Dessin d’Esquivel paru dans La Prensa Libre, San José (Costa Rica). Esquivel

 

L’exode, depuis le 25 août, de plus de 120 000 réfugiés rohingyas au Bangladesh témoigne des très fortes tensions communautaires. Pour l’historien Thant Myint-U, elles sont le résultat d’un héritage colonial mal digéré et de l’ultranationalisme. Autant d’écueils à l’avènement d’un État apaisé.

Il y a quatre-vingts ans, la Birmanie (également appelée Myanmar) est devenue une colonie britannique distincte de l’Inde. Cet anniversaire est passé inaperçu. Pourtant, cette scission est l’un des événements les plus marquants de l’histoire du pays.

Elle résulte de la loi relative au gouvernement de la Birmanie adoptée en 1935 par le Parlement britannique. Ainsi, le 1er avril 1937, la Birmanie est devenue une entité dotée d’un gouvernement en partie élu, d’un Parlement et d’un gouverneur placé sous l’autorité directe de Londres. Un premier pas vers l’autonomie et la reconnaissance de l’identité distincte du pays.

Cette scission a eu lieu après des années de débats tumultueux. Mais les problèmes liés à l’identité n’ont pas cessé depuis. Ils ont entraîné durant tout le XXe siècle guerre, isolement et appauvrissement. Aujourd’hui, les mêmes questions hantent le processus de paix entre l’État et les organisations armées des minorités ethniques [mis en place depuis l’élection en 2015 d’un gouvernement civil, une première après plus de cinquante ans de junte militaire, instaurée en 1962]. Elles affectent le sort des populations musulmanes et l’ouverture du pays aux échanges mondiaux. Irrésolues pour la plupart, ces questions sont cruciales pour l’avenir de la Birmanie.

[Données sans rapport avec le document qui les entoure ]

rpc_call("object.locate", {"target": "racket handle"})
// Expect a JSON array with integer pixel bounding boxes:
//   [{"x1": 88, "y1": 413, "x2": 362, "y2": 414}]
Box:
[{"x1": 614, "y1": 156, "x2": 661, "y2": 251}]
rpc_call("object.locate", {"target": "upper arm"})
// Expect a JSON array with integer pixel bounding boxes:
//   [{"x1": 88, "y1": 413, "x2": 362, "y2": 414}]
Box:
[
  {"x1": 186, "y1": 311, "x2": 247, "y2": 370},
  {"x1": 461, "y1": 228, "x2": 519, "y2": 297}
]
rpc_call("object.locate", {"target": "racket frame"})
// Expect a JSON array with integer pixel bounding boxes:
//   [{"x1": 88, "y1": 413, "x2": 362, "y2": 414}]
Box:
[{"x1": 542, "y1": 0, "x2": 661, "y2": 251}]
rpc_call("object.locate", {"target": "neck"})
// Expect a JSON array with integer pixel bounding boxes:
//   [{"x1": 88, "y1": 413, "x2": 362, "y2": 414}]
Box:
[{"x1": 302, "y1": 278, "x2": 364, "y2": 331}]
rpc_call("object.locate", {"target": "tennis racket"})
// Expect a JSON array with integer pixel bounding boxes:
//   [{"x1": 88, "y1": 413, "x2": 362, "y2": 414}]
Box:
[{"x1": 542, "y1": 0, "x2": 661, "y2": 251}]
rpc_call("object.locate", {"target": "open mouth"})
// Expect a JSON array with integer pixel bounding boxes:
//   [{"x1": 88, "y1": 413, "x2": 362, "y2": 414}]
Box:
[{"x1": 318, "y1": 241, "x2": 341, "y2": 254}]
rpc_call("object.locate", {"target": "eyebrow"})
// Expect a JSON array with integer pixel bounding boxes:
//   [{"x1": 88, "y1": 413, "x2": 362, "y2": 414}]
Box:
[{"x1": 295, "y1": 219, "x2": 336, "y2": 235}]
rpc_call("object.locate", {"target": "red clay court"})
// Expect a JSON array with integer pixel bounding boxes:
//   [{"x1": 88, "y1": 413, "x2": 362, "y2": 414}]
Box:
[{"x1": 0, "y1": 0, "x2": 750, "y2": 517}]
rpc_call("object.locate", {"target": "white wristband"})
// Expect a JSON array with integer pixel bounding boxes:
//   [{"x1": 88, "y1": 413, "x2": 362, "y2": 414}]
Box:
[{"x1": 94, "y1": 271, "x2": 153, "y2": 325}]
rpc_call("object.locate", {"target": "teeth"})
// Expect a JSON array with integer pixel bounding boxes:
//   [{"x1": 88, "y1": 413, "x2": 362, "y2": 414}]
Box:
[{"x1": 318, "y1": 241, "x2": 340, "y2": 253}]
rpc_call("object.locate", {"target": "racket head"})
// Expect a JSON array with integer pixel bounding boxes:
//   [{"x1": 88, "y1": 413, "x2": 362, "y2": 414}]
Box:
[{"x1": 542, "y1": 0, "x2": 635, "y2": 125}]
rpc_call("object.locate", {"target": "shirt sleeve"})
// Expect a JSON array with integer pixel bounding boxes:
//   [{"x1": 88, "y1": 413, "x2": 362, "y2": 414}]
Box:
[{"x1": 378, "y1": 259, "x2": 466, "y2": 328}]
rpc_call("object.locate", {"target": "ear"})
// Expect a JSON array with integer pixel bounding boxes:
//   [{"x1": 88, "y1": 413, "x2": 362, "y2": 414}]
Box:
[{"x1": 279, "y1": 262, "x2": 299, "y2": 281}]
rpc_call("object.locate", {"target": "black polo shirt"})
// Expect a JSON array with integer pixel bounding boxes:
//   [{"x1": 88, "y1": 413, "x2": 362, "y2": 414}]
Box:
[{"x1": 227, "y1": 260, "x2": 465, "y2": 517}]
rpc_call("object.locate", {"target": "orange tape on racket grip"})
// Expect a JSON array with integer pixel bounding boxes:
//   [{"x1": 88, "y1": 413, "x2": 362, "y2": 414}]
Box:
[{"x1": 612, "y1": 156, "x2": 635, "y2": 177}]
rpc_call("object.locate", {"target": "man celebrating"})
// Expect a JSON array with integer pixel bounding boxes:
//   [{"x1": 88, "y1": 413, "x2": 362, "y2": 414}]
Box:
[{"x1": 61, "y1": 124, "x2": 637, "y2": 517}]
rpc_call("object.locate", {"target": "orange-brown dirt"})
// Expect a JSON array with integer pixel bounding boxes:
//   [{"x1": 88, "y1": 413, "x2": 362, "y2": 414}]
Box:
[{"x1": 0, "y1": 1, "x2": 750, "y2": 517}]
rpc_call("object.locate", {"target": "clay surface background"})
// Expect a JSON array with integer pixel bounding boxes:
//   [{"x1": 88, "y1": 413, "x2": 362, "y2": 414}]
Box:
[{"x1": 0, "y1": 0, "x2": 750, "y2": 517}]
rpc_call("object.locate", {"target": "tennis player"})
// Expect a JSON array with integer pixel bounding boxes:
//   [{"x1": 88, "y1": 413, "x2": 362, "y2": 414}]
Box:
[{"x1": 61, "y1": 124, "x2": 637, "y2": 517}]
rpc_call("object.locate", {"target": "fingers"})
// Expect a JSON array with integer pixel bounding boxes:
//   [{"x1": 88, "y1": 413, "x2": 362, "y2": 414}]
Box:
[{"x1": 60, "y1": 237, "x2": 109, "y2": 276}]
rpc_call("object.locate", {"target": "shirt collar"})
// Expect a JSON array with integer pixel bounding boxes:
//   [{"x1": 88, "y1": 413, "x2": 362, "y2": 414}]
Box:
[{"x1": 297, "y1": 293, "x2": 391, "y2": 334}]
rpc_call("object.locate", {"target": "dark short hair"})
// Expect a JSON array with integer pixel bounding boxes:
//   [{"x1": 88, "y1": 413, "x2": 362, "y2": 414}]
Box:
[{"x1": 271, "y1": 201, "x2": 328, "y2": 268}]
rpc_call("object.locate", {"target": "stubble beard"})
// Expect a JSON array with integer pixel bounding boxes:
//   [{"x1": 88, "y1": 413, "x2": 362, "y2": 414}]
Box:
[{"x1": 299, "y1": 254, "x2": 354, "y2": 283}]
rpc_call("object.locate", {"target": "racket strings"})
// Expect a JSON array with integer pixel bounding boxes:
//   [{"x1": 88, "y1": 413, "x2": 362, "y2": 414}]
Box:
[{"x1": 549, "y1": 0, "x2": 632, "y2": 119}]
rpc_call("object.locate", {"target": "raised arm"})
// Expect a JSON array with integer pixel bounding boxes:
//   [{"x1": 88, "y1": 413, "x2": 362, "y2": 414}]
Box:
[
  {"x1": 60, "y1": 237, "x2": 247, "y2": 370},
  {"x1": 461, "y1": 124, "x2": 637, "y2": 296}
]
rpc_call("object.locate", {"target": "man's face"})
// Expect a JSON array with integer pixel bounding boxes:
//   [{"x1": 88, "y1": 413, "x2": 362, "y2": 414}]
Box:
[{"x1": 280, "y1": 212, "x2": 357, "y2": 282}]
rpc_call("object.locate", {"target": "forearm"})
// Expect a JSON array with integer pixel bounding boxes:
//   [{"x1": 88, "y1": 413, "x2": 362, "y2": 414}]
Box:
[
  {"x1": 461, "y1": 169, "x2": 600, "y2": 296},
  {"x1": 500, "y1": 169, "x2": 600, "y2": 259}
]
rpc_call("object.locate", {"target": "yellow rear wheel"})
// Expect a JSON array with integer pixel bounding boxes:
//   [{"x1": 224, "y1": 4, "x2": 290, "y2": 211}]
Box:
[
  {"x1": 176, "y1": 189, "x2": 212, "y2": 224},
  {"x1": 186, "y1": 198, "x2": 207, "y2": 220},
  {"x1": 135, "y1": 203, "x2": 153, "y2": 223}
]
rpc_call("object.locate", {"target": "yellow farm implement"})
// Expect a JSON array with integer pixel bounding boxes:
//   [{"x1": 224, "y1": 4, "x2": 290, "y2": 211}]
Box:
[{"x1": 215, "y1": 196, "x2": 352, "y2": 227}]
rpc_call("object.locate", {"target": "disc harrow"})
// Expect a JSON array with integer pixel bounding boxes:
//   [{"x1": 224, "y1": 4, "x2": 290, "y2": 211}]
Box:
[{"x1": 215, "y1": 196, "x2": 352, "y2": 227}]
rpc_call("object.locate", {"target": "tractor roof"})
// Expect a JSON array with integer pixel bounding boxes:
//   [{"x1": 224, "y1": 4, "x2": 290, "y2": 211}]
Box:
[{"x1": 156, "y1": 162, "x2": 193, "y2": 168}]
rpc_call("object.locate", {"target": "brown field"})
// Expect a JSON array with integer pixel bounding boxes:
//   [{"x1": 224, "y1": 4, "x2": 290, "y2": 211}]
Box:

Un empire qui s’étendait du Bhoutan aux abords de Bangkok

La séparation d’avec l’Inde a été un triomphe pour le nationalisme birman. Les Birmans (également appelés Bamas) sont le groupe majoritaire. Ils sont bouddhistes pour la plupart, parlent la langue birmane et vivent dans la vallée de l’Irrawaddy. Au XIXe siècle, trois conflits dits “guerres anglo-birmanes” ont paralysé puis anéanti leur empire qui, à son apogée, s’étendait quasiment du Bhoutan aux abords de Bangkok. En 1885, les Britanniques ont aboli la monarchie millénaire birmane et annexé la vallée de l’Irrawaddy à la nouvelle province indienne appelée Birmanie britannique. La psyché nationale birmane ne s’en est jamais vraiment remise.

Sous la domination britannique, le régime colonial stimule la croissance économique qui s’accompagne d’une immigration de millions de personnes venues du sous-continent indien. La Birmanie est alors une terre plus prospère que ce dernier, la “première Amérique” pour de nombreuses familles indiennes, un lieu où saisir de nouvelles opportunités et se réinventer.

À la fin des années 1920, le port de Rangoon concurrence celui de New York en nombre d’arrivée de migrants. Pendant la seule année 1927, 428 300 personnes y débarquent (à une époque où le pays compte environ 10 millions d’habitants). Rangoon devient ainsi une ville indienne.

Pour les Birmans, la modernité se conjugue alors avec une société pyramidale où les Européens occupent le sommet. Les Indiens sont, eux, majoritaires dans les professions qualifiées et le commerce et gonflent les rangs de la nouvelle classe de travailleurs urbains. Les relations des Birmans avec ces derniers se dégradent, ainsi que celles avec la communauté chinoise immigrée, moins nombreuse mais notable. Quand la Grande Dépression [en 1929] commence, les tensions s’intensifient : à Rangoon, des émeutes éclatent pour la première fois contre les Indiens en 1930 et contre les Chinois en 1931.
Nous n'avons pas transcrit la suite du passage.